Шалости фортуны | страница 45



— Вот так… А в общем-то, она была права. — Генрих Иванович, не поднимая глаз, смущенно пожал плечами. — Потом-то я понял, что сам виноват: с моей внешностью и с моими деньгами рассчитывать на искренние чувства глупо и наивно. Увы, женщин я могу интересовать лишь как денежный мешок, поэтому…

— Неправда! — Настя вскочила и гневно тряхнула головой. — Прекрати! Как ты можешь так… Просто она — дрянь! А ты… Ты прекрасный, добрый, умный, сильный!.. — сбивчиво выкрикивала она, задыхаясь от захлестнувших ее эмоций. — И деньги твои никому не нужны! Нужен только ты, ты сам, потому что хороший, потому что… я… я…

Она не выдержала и, разрыдавшись, бросилась вон из комнаты.

Потапов растерялся. Он никак не ожидал от Насти такой бурной реакции. Сочувствие, жалость, даже гнев — да, это понятно. Но слезы? С чего бы? — недоумевал он. Вдруг его озарила догадка — неужели?.. Нет, быть этого не может! Кто он — и кто она! Юная красавица с редким талантом и чистой, светлой душой и невысокий щуплый лысеющий мужичок тридцати пяти лет, скучный и нудный трудоголик… Нет! И все же — ее слова… и эти слезы…

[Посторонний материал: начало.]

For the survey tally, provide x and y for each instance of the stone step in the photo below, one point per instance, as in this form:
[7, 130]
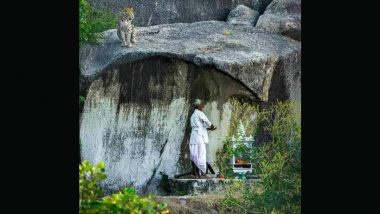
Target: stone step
[200, 186]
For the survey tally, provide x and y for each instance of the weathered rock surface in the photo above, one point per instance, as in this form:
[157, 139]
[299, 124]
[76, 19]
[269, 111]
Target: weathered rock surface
[138, 104]
[154, 12]
[201, 186]
[243, 52]
[243, 15]
[283, 17]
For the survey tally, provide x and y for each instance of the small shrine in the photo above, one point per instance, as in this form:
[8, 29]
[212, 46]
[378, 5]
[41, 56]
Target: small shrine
[239, 164]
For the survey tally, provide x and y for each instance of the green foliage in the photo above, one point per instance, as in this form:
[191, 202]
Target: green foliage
[246, 115]
[278, 164]
[89, 177]
[92, 22]
[127, 201]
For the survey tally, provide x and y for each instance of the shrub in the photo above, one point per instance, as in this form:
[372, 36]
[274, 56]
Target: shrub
[278, 163]
[92, 22]
[127, 201]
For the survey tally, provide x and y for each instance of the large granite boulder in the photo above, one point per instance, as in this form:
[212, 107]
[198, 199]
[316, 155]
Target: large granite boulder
[283, 17]
[138, 103]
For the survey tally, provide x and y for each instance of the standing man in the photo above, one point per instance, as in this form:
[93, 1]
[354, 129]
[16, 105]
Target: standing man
[198, 138]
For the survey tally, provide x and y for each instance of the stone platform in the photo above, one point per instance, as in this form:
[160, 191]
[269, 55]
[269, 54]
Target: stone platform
[200, 186]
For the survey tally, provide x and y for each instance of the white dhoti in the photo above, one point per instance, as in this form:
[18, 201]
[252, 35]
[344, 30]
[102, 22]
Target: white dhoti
[198, 151]
[198, 139]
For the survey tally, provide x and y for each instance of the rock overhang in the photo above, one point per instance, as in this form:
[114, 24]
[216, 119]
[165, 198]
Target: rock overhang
[246, 53]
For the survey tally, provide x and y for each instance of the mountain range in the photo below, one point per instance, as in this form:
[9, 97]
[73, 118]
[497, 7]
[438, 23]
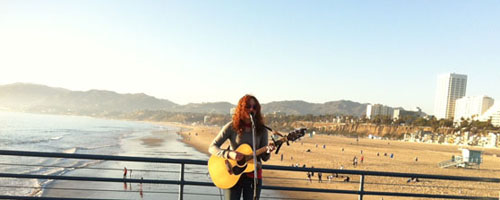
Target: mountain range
[40, 98]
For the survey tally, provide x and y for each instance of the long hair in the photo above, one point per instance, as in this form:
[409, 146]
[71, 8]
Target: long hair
[240, 113]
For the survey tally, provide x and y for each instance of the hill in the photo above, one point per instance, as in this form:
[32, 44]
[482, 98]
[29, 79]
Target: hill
[27, 97]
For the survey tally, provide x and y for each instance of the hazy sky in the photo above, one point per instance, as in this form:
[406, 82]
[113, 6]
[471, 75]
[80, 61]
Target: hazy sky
[387, 52]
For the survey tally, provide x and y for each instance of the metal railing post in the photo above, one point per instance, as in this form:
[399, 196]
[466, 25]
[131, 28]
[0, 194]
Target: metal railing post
[181, 185]
[361, 187]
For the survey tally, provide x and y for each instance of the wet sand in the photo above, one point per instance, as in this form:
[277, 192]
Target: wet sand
[339, 152]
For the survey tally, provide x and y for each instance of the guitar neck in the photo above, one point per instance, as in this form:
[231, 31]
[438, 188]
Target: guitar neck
[259, 152]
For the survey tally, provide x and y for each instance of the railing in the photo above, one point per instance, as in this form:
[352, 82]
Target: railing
[181, 182]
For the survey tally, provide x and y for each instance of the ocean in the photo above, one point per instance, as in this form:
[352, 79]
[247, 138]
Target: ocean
[86, 135]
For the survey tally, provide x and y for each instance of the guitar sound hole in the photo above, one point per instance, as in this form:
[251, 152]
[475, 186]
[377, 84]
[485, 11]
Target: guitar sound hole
[238, 170]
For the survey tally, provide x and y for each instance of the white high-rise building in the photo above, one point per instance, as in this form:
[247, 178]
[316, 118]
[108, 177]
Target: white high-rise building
[450, 87]
[493, 113]
[472, 107]
[378, 109]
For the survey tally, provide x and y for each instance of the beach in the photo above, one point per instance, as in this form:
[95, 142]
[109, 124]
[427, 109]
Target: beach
[335, 152]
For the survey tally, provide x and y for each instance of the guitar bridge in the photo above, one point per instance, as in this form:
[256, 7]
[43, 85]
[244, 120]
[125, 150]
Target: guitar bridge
[229, 168]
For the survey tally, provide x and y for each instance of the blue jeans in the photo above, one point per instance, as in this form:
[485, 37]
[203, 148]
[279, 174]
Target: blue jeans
[245, 185]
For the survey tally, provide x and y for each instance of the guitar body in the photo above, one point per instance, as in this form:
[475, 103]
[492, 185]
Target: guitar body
[218, 168]
[225, 173]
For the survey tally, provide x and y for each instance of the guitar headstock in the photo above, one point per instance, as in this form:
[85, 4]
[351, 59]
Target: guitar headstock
[296, 134]
[292, 136]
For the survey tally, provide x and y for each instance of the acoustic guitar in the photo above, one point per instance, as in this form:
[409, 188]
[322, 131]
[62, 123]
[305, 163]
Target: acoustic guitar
[225, 173]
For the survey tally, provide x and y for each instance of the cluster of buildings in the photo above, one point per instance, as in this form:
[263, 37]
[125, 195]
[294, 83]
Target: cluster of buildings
[450, 102]
[491, 140]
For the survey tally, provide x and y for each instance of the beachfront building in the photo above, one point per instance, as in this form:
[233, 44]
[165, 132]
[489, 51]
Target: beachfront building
[471, 107]
[378, 109]
[449, 88]
[493, 113]
[399, 112]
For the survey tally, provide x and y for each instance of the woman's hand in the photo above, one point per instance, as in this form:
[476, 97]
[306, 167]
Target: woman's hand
[270, 147]
[235, 155]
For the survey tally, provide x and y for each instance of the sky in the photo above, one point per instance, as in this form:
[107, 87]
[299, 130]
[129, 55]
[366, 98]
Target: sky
[388, 51]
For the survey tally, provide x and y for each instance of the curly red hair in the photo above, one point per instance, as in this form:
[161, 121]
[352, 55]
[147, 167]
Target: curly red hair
[241, 113]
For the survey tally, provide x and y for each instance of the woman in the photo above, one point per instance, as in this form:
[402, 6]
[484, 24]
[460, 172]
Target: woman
[239, 131]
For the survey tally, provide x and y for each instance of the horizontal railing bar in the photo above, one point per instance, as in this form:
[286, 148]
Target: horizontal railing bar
[377, 173]
[357, 192]
[118, 180]
[102, 157]
[203, 162]
[47, 198]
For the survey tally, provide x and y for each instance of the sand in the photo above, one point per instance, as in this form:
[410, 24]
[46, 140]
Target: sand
[339, 151]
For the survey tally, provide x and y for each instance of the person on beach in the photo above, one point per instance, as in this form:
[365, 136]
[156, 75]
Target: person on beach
[239, 131]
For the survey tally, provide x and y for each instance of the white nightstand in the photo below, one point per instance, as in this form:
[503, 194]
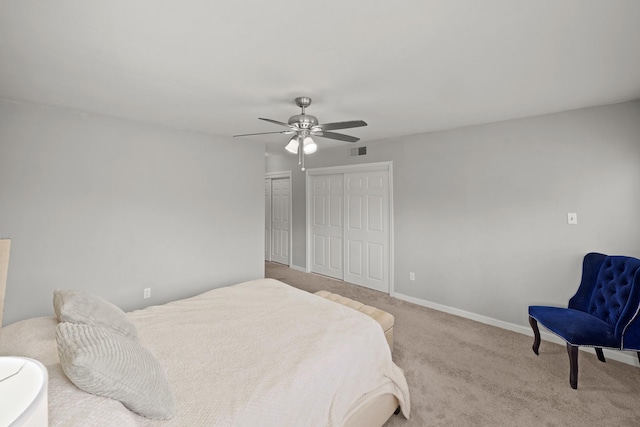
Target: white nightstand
[23, 392]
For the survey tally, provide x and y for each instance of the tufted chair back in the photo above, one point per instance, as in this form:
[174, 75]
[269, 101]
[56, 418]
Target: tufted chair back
[603, 314]
[613, 295]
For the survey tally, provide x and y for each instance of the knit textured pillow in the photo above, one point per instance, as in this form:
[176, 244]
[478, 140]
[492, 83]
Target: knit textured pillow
[81, 307]
[105, 363]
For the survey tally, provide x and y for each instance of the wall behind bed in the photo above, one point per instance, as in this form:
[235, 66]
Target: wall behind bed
[113, 206]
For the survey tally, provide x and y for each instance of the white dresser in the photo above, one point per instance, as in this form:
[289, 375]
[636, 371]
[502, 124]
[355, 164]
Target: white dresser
[23, 392]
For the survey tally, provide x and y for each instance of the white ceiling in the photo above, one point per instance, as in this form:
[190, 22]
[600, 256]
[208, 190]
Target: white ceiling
[405, 67]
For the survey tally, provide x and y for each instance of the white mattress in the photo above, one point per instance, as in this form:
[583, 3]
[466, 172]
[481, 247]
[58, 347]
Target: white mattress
[258, 353]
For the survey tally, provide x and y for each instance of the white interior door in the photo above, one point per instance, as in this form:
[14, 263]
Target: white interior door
[366, 230]
[280, 195]
[267, 220]
[326, 225]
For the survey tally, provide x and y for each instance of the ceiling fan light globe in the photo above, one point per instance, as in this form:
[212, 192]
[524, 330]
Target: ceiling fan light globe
[309, 146]
[292, 146]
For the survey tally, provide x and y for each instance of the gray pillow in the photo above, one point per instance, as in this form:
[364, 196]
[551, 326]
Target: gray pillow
[105, 363]
[82, 307]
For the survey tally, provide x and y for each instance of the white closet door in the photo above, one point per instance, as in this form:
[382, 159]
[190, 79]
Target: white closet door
[366, 230]
[267, 219]
[326, 225]
[280, 194]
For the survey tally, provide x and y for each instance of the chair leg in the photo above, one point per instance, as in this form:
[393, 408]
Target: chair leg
[536, 335]
[573, 365]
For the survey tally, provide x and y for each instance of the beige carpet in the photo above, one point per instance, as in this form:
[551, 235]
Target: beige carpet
[464, 373]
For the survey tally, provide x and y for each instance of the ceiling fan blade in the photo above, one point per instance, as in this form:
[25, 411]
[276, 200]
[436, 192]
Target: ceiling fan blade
[279, 123]
[341, 125]
[338, 136]
[287, 132]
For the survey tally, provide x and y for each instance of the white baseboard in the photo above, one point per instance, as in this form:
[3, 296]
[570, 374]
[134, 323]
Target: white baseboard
[627, 357]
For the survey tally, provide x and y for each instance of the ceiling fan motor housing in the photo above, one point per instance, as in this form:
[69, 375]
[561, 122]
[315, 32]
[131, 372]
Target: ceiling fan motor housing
[303, 121]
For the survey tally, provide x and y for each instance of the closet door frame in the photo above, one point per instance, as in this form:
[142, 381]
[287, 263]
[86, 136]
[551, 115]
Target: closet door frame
[276, 175]
[364, 167]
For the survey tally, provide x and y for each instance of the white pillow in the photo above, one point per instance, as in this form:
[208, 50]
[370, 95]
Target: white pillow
[105, 363]
[82, 307]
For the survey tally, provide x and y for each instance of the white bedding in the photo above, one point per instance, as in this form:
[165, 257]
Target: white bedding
[260, 353]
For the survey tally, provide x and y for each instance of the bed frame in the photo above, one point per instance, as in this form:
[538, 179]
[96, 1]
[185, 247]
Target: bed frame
[373, 413]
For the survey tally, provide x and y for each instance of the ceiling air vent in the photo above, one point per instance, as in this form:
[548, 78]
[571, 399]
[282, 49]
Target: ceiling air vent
[358, 151]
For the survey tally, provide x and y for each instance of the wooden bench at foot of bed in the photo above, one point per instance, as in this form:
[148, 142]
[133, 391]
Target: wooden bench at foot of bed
[382, 317]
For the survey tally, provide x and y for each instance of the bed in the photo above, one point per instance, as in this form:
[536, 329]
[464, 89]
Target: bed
[257, 353]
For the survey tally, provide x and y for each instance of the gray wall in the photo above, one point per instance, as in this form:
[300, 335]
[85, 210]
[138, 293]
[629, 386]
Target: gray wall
[481, 212]
[112, 206]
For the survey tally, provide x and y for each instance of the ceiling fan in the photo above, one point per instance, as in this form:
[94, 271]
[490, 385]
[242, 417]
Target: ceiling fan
[303, 126]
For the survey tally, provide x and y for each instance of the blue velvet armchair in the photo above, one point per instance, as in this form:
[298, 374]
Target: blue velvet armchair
[602, 314]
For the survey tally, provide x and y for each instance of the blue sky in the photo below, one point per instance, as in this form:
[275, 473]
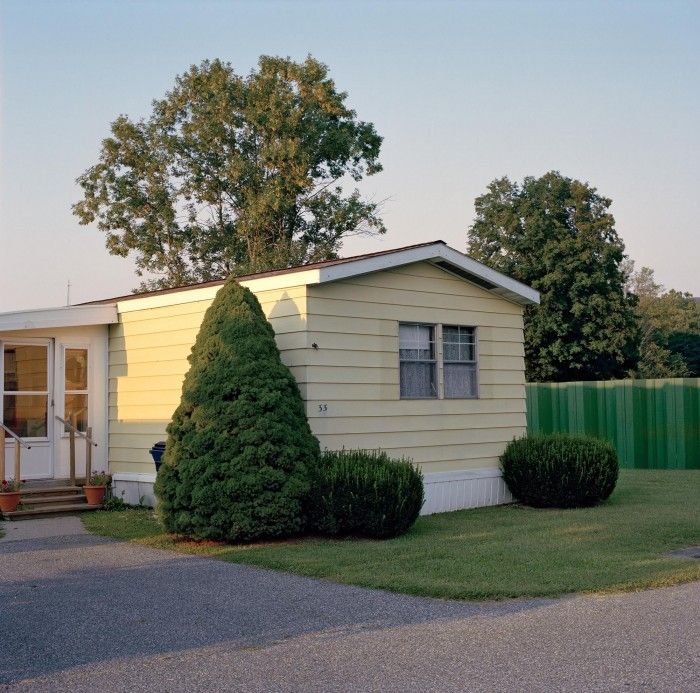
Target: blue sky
[462, 92]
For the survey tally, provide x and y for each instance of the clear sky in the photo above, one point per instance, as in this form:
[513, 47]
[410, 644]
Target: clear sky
[463, 92]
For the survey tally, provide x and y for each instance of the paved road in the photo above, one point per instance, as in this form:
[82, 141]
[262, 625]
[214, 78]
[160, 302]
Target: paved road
[82, 613]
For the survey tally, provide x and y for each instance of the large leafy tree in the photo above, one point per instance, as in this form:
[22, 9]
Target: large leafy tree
[557, 235]
[670, 328]
[240, 456]
[234, 174]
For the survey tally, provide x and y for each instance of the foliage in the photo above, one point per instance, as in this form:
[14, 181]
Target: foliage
[486, 553]
[560, 470]
[557, 235]
[670, 328]
[10, 485]
[234, 174]
[99, 479]
[365, 493]
[239, 449]
[113, 503]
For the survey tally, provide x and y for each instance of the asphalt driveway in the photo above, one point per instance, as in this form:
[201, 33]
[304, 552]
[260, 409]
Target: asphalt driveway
[79, 612]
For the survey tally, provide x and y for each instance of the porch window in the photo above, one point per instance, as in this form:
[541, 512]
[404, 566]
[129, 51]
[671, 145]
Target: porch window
[76, 388]
[26, 389]
[459, 361]
[417, 363]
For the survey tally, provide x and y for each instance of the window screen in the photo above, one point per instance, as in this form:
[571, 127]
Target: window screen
[417, 360]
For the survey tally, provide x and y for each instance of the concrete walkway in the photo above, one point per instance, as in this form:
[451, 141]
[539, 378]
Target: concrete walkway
[83, 613]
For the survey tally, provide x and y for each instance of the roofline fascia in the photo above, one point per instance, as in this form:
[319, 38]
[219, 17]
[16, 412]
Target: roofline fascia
[66, 316]
[506, 286]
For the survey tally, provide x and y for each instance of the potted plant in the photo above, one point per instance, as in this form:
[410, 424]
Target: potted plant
[10, 495]
[96, 486]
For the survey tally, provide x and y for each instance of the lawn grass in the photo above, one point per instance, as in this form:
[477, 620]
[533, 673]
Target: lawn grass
[487, 553]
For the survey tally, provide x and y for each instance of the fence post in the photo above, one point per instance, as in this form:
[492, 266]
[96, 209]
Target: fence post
[71, 441]
[88, 455]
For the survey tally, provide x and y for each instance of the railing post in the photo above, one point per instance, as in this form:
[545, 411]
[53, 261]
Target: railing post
[18, 452]
[2, 454]
[88, 455]
[71, 443]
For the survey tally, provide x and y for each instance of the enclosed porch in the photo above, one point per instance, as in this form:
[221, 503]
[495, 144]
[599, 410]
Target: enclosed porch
[53, 407]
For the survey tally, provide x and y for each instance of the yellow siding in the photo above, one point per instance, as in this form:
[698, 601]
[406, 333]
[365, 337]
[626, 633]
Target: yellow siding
[351, 382]
[148, 352]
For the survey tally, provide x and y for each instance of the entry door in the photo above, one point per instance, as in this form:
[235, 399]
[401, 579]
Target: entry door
[27, 404]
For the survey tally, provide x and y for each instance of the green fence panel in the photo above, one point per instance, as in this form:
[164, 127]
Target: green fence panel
[653, 424]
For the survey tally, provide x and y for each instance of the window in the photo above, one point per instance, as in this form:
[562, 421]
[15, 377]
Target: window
[420, 362]
[76, 388]
[417, 361]
[26, 389]
[459, 361]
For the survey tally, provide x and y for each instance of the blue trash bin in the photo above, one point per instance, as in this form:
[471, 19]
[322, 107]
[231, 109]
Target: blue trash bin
[157, 452]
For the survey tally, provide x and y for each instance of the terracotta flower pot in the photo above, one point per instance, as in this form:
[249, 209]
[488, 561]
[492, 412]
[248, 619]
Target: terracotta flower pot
[9, 501]
[94, 494]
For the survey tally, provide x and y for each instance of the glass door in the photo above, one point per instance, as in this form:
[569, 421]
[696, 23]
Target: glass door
[26, 402]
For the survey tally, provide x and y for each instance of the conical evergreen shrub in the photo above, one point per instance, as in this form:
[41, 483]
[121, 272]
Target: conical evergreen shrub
[240, 451]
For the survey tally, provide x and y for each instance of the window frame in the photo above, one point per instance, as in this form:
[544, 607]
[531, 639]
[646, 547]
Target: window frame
[64, 348]
[474, 362]
[47, 394]
[439, 361]
[434, 361]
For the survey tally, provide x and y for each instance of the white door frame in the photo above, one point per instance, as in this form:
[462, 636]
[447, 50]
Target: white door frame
[46, 443]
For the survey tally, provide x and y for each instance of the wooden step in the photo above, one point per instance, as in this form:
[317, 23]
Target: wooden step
[49, 511]
[49, 491]
[72, 499]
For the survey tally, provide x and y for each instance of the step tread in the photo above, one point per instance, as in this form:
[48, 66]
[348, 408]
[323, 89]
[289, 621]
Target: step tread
[75, 498]
[51, 489]
[51, 510]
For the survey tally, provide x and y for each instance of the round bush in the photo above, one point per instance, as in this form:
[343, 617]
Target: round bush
[560, 470]
[365, 493]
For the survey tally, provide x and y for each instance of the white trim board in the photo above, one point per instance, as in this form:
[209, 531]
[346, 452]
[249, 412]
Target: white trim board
[440, 254]
[67, 316]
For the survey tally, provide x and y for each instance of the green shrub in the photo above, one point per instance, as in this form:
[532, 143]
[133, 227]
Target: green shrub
[239, 450]
[560, 470]
[365, 493]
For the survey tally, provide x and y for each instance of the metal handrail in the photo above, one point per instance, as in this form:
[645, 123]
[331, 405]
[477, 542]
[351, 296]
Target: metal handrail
[75, 430]
[15, 436]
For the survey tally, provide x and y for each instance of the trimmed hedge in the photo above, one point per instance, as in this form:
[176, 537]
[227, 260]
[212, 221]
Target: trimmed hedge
[365, 493]
[239, 456]
[560, 470]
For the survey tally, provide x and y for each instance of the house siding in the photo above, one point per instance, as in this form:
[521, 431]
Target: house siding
[148, 352]
[351, 382]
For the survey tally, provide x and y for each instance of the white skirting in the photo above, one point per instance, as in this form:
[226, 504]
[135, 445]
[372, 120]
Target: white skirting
[134, 489]
[444, 491]
[469, 488]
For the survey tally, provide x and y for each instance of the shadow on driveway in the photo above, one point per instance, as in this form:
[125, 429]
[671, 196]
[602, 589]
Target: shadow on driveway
[76, 600]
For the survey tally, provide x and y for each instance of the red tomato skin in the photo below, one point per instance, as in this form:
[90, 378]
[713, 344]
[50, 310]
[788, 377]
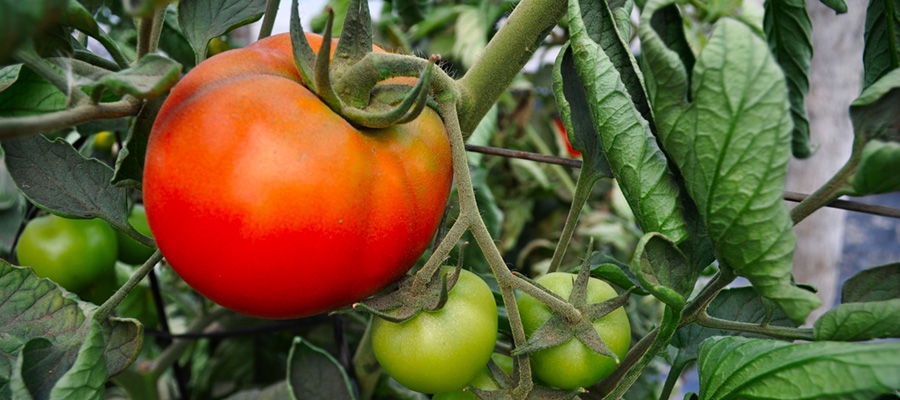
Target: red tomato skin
[270, 204]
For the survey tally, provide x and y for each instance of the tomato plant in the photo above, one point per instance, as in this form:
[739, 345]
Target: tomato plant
[75, 253]
[572, 364]
[284, 184]
[484, 380]
[270, 204]
[444, 350]
[130, 250]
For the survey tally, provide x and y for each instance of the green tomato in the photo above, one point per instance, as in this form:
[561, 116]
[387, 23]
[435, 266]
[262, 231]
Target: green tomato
[572, 364]
[131, 251]
[484, 380]
[75, 253]
[441, 351]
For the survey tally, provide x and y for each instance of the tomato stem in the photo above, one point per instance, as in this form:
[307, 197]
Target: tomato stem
[109, 305]
[505, 55]
[583, 188]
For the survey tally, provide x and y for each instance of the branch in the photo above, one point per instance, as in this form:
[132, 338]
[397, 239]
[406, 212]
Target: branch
[35, 124]
[504, 57]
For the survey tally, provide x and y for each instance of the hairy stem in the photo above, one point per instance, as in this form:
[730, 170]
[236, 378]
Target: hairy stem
[706, 295]
[110, 304]
[269, 19]
[174, 351]
[778, 332]
[34, 124]
[582, 191]
[836, 187]
[504, 57]
[542, 147]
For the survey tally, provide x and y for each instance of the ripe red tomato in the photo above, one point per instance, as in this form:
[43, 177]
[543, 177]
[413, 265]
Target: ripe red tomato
[270, 204]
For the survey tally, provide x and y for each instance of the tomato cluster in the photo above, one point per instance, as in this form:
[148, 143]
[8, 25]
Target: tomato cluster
[80, 254]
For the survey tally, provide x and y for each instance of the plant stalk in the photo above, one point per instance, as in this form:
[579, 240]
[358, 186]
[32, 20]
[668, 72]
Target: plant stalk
[778, 332]
[50, 72]
[34, 124]
[504, 57]
[269, 19]
[109, 305]
[836, 187]
[583, 188]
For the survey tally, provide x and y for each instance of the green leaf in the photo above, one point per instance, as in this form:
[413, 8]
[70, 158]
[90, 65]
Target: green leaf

Потапов в задумчивости мерил шагами коридор. Наконец решился и двинулся к Настиной комнате, подошел к двери взялся за ручку и замер.

«Стоп! — сказал он себе. — Что же ты делаешь?! Девочка просто тебе благодарна, чувствует себя обязанной, вот и вообразила, что… Но ты-то!.. Она, конечно, не сможет тебе отказать, а может, — по глупости — и не захочет, но… Воспользоваться этим — подло!»

Потапов еще несколько секунд постоял, опустив голову, у двери, а потом повернулся и, осторожно ступая, ушел к себе.

А Настя с замиранием сердца слушала, как он подошел к двери, как шевельнулась ручка… Было и страшно, и стыдно за свое неловкое признание, и все же хотелось — боже мой, как хотелось! — чтобы он вошел. Но… дверная ручка, помедлив, встала на место, и из коридора еле слышно донеслись удаляющиеся шаги…

Настю охватило отчаяние. Ну конечно! Кто она — и кто он! С его умом, образованием, властью! А она недоучка, провинциальная дурочка, возомнившая бог весть что! Но ведь когда пили на брудершафт и целовались, она же явно почувствовала, как дрогнуло его сердце, ведь было, было в его поцелуе нечто… Неужели это ей только показалось?..

До поздней ночи в одной из комнат этой огромной квартиры не спала Настя, поливая слезами подушку, а в другой — не спал Потапов, курил и мучительно думал о чем-то.

С того вечера в их отношениях все переменилось. Они почти не разговаривали, старались даже не глядеть друг на друга. Как будто была у них общая тайна, которую не только высказать — взглядом выдать нельзя. Потапов никак не мог определиться, были ли сбивчивые Настины слова просто чересчур эмоциональной реакцией на его рассказ или все-таки… Настя гадала: понял ли он ее невольное признание, а если понял, то… Потапов не знал, слышала ли Настя, как он подходил к ее двери. Настя недоумевала, почему же он не вошел, что его остановило? Невысказанные вопросы и неполученные ответы вынуждали их отмалчиваться и прятать глаза. Это положение было мучительным для обоих. Настя молча страдала, Генриха Ивановича выручала работа — лучшее средство от любых переживаний.